HONEY, I'M MORE MAN THAN YOU'LL EVER BE

The local CW affiliate around here has a bizarre asortment of movies it plays at 2 AM. This morning they showed Foxy Brown, the 1974 Pam Grier vehicle, and despite Grier's awesome presence and a great bit by Sid Haig, the best thing about this movie is the effortlesly dynamic performance of Antonio Fargas.

Fargas was a stage-trained pro, which explained why his work in early seventies exploitation movies tended to stand out: he was a real actor. Unfortunately, due to his wiry physique and perpetually hangdog face, he tended to get cast in secondary parts, usually as pimps or drug dealers. His best-known part was as comic relef snitch Hugy Bear on Starsky And Hutch, not exactly the most dignified part a black actor could get.

Occasionally a good filmmaker would cast Fargas in a nonstereotyped part--Paul Mazursky gave him a great role in Next Stop, Greenwich Village, and Louis Malle put him in Pretty Baby. Maybe his best part came in the sloppy but entertaining Car Wash, in which he's hilarious and touching as the transvestite Lindy.

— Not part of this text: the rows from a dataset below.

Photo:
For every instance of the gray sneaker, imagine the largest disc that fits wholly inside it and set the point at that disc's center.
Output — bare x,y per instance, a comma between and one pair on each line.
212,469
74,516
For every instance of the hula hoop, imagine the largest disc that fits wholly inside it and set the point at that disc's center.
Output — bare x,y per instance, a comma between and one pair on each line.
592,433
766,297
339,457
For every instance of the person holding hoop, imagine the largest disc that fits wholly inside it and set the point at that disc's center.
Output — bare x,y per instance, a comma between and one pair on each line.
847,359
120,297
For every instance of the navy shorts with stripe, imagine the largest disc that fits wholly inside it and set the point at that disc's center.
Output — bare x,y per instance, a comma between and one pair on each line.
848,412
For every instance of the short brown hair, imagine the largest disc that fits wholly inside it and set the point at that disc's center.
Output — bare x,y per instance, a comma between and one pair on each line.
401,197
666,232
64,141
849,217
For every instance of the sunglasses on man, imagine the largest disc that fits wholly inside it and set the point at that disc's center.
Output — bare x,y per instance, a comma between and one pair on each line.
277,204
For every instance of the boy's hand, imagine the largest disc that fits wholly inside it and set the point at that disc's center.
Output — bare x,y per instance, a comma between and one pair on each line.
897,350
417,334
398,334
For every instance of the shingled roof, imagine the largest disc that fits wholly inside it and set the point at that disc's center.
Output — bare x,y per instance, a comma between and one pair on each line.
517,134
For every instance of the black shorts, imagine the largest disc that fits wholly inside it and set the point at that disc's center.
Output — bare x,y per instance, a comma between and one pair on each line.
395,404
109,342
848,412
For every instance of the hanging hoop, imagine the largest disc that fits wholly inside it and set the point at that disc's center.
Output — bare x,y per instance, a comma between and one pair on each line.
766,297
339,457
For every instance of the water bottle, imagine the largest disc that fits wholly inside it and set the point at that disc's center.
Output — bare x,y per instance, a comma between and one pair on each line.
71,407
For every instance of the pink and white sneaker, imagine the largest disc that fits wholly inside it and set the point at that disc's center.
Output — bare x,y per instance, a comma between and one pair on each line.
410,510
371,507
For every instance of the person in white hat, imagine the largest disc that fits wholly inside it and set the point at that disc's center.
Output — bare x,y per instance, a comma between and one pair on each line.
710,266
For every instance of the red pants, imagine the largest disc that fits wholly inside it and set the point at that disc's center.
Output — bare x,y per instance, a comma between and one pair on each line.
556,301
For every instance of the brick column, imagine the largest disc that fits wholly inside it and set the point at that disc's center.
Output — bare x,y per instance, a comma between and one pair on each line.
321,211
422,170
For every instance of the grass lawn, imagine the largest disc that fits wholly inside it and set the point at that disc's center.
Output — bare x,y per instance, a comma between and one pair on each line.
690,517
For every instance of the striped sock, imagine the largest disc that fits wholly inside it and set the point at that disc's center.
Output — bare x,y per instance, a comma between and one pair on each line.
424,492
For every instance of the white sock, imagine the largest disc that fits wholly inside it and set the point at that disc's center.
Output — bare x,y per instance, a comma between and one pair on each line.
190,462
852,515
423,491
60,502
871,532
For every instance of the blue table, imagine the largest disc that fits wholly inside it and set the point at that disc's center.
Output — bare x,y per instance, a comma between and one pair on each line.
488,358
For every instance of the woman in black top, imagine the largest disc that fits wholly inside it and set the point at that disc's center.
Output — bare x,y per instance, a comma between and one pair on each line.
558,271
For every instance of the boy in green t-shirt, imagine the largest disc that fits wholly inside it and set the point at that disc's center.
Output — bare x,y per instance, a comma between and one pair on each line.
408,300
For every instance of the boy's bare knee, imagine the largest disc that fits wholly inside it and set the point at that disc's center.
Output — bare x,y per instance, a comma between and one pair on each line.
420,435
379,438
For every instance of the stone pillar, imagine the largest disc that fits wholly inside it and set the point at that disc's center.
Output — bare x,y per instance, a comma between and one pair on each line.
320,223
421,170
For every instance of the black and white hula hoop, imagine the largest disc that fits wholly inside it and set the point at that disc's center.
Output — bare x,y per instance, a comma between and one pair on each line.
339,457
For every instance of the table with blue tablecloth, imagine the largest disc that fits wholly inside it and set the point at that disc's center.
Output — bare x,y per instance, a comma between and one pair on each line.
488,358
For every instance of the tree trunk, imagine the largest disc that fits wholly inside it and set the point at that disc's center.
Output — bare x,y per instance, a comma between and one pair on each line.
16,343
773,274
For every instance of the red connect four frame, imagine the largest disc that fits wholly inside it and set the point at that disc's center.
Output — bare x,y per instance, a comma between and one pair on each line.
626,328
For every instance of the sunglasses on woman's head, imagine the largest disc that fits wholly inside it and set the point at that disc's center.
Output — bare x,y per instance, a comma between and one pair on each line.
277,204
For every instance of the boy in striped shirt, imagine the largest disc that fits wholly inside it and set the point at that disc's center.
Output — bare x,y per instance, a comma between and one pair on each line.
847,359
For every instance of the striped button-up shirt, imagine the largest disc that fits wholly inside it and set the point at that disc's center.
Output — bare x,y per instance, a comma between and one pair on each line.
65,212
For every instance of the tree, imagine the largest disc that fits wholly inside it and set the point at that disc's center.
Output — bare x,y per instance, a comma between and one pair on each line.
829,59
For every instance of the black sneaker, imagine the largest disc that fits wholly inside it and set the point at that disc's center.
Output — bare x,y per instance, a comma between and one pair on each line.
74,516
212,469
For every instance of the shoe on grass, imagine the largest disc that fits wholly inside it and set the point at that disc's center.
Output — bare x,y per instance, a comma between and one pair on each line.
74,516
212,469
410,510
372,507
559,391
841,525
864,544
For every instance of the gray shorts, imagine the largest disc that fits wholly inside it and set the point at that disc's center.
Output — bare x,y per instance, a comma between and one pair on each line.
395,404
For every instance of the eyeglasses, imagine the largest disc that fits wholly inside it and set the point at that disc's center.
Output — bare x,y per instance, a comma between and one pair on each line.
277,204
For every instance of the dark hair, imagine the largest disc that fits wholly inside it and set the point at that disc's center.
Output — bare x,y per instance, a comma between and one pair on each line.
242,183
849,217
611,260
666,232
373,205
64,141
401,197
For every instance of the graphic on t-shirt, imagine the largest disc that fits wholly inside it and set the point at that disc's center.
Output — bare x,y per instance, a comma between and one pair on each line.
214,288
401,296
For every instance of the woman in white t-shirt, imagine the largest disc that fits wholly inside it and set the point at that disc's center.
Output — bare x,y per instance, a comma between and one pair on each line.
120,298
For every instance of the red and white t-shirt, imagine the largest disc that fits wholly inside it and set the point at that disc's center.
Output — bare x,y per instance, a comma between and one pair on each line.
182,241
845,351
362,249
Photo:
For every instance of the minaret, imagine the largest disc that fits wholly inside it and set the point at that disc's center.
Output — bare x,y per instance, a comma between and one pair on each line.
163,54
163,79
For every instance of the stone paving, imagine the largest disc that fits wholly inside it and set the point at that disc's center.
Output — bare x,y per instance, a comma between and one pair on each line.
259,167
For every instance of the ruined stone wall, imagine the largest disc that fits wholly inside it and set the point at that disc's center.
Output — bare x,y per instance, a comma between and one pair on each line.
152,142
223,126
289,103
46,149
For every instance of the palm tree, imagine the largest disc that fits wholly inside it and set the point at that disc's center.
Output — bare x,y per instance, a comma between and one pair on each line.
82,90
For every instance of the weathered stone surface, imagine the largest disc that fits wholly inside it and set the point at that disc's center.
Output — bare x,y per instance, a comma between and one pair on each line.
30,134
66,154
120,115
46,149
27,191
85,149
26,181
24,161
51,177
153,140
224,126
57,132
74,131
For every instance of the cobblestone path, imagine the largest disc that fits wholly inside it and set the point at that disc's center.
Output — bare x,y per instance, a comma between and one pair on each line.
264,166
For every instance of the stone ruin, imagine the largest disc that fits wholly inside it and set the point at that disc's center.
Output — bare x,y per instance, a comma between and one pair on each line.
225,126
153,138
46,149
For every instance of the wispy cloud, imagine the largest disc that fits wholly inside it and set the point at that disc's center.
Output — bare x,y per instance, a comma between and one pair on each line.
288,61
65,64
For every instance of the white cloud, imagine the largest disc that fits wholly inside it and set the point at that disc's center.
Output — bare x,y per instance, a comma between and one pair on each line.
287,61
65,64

By the eighties, sadly, it was back to bit parts on TV, and occasional larger roles in projects that knowingly referenced Fargas' past roles, such as the pimp Flyguy in Keenen Ivory Wayans' I'm Gonna Get You Sucka. He still gets work--he's a regular on Everybody Hates Chris--but it's safe to say he's never going to get the great part he deserves.

It would be easy to blame Hollywood's institutional racism as an explanation for Fargas' stunted career, and that's no doubt part of it, but it may be simply that Fargas was a victim of his own talent: Never a leading man type, it was risky to cast him in a secondary role for fear that he'd steal the movie away from the hero.